Ethereal Woman in Cape - Banana Prompts

Ethereal Woman in Cape - Banana Prompts - AI Generated Image using prompt: Seorang wanita muda dengan kehadiran ethereal dan bentuk tubuh hourglass alami duduk secara elegan di tepi kursi makan putih modern dengan detail bergelombang, satu lengannya beristirahat di sandaran punggung. Kakinya tertekuk secara elegante sementara yang lain membentang maju dengan jari kaki yang menonjol. Dia memakai mantel velvet hitam mewah yang tidak simetris yang melipat di bahu, mengalir seperti bayangan cair. Topi hitam dramatis dengan pita satin dan brooch antik melengkapi penampilannya. Rambut gelapnya yang panjang mengalir ke satu bahu, dan dia memakai makeup netral dengan bibir matte berry lembut serta kulit berminyak dengan nuansa hangat. Diambil sebagai potret close-up ekstrem menggunakan lensa telefoto sedang (sekitar 105mm) untuk mengompres fitur dan menekankan tekstur, dengan kedalaman bidang sedang dan bokeh halus mengaburkan latar belakang secara lembut sambil menjaga subjek tetap tajam. Pencahayaan alami dari jendela samping yang difus menciptakan bayangan Rembrandt yang lembut dan sorotan pada wajahnya, rambutnya, serta lipatan mantelnya, ditingkatkan oleh backlight halus yang menambahkan kilau mimpi tanpa konflik. Palet kinektik hangat ini menampilkan kontras rendah, bayangan terangkat yang mengungkapkan detail kulit dan kain, hitam lembut, cokelat kemerahan pekat, dan nuansa terdesaturasi yang menekankan kehangatan alami. Latar belakang yang sangat terabaikan menunjukkan pemandangan kota di tepi sungai saat senja dengan gudang batu merah bersejarah dan lampu berkedip, dipercantik dengan tirai putih transparan yang menyaring cahaya untuk suasana mimpi. Detail tajam pada kulit dan kain bertumpang tindih dengan gradiasi tonal kaya dan grain film-like, menciptakan elegan Hollywood klasik dan modern cinematic sophistication.

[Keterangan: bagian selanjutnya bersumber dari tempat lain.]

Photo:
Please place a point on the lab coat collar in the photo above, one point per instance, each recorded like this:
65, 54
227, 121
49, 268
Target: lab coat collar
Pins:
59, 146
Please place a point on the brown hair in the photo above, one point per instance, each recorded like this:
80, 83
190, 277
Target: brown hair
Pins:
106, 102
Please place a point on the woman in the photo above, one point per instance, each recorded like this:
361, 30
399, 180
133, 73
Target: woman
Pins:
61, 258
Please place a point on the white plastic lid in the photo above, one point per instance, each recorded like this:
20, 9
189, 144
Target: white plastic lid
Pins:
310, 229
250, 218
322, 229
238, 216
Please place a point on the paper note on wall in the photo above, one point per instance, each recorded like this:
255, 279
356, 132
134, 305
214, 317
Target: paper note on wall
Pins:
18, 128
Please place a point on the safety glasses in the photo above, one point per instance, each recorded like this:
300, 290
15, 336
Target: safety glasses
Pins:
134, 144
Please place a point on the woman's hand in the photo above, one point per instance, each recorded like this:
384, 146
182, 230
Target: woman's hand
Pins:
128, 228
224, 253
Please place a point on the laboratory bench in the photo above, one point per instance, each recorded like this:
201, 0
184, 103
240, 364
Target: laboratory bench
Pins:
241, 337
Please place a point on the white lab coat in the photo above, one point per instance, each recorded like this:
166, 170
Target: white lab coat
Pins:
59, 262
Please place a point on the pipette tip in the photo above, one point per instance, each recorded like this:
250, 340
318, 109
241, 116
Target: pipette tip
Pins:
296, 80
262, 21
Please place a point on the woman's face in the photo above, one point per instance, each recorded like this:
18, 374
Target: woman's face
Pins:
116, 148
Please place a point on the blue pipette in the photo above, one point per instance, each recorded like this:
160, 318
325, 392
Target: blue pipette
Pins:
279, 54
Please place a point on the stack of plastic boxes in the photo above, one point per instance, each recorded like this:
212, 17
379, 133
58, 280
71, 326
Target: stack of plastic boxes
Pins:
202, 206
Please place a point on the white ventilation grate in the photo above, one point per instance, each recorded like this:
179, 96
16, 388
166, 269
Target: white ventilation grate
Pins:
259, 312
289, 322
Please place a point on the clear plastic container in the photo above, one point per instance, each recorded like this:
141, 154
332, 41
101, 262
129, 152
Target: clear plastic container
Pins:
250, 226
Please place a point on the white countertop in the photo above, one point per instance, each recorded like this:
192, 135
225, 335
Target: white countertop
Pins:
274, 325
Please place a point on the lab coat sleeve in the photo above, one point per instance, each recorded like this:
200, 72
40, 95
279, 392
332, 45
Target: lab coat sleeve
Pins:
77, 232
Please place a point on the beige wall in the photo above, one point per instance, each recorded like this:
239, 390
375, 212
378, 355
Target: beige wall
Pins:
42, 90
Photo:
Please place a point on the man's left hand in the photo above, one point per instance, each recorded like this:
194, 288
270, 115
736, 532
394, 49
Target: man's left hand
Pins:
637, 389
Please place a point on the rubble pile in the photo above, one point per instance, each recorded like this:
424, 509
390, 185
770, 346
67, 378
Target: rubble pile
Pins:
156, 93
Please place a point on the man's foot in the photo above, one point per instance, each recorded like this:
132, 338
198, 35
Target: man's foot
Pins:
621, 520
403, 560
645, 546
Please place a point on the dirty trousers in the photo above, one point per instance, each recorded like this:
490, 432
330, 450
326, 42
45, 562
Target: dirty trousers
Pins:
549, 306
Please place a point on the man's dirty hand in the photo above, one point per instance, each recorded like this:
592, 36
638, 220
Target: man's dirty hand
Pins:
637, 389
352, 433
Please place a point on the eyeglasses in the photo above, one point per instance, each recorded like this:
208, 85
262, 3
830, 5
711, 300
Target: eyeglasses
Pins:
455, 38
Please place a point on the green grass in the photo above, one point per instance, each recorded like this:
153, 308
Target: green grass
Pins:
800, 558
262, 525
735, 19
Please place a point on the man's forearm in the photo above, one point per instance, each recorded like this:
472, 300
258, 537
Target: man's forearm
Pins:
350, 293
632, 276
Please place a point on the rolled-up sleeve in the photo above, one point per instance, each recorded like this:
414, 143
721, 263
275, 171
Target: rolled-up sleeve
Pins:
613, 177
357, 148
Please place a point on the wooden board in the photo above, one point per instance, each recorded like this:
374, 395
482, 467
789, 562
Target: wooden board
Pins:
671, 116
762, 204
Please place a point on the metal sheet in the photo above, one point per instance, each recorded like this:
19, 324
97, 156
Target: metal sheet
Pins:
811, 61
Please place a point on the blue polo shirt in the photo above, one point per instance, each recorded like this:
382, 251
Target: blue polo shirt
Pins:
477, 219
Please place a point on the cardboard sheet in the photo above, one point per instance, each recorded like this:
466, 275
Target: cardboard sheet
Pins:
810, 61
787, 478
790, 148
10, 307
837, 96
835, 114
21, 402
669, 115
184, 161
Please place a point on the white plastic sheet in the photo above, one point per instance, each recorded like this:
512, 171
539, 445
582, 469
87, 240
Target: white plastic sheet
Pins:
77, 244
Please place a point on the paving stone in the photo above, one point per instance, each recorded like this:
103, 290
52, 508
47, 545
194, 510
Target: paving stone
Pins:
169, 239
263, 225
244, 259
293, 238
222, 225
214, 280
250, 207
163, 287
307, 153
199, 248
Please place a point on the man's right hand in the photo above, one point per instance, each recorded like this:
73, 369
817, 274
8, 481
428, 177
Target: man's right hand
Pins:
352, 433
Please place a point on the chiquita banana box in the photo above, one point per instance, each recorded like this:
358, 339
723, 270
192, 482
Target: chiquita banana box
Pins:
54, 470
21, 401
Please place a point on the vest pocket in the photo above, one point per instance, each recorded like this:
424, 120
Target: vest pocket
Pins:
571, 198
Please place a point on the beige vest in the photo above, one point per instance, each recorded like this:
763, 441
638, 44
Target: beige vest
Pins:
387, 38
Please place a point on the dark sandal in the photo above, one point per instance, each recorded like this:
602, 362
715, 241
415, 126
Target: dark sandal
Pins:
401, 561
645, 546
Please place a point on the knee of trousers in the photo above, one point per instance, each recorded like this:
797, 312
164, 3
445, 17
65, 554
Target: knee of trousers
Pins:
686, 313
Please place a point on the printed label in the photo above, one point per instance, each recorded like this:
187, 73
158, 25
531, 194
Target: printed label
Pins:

Seorang wanita muda dengan kehadiran ethereal dan bentuk tubuh hourglass alami duduk secara elegan di tepi kursi makan putih modern dengan detail bergelombang, satu lengannya beristirahat di sandaran punggung. Kakinya tertekuk secara elegante sementara yang lain membentang maju dengan jari kaki yang menonjol. Dia memakai mantel velvet hitam mewah yang tidak simetris yang melipat di bahu, mengalir seperti bayangan cair. Topi hitam dramatis dengan pita satin dan brooch antik melengkapi penampilannya. Rambut gelapnya yang panjang mengalir ke satu bahu, dan dia memakai makeup netral dengan bibir matte berry lembut serta kulit berminyak dengan nuansa hangat. Diambil sebagai potret close-up ekstrem menggunakan lensa telefoto sedang (sekitar 105mm) untuk mengompres fitur dan menekankan tekstur, dengan kedalaman bidang sedang dan bokeh halus mengaburkan latar belakang secara lembut sambil menjaga subjek tetap tajam. Pencahayaan alami dari jendela samping yang difus menciptakan bayangan Rembrandt yang lembut dan sorotan pada wajahnya, rambutnya, serta lipatan mantelnya, ditingkatkan oleh backlight halus yang menambahkan kilau mimpi tanpa konflik. Palet kinektik hangat ini menampilkan kontras rendah, bayangan terangkat yang mengungkapkan detail kulit dan kain, hitam lembut, cokelat kemerahan pekat, dan nuansa terdesaturasi yang menekankan kehangatan alami. Latar belakang yang sangat terabaikan menunjukkan pemandangan kota di tepi sungai saat senja dengan gudang batu merah bersejarah dan lampu berkedip, dipercantik dengan tirai putih transparan yang menyaring cahaya untuk suasana mimpi. Detail tajam pada kulit dan kain bertumpang tindih dengan gradiasi tonal kaya dan grain film-like, menciptakan elegan Hollywood klasik dan modern cinematic sophistication.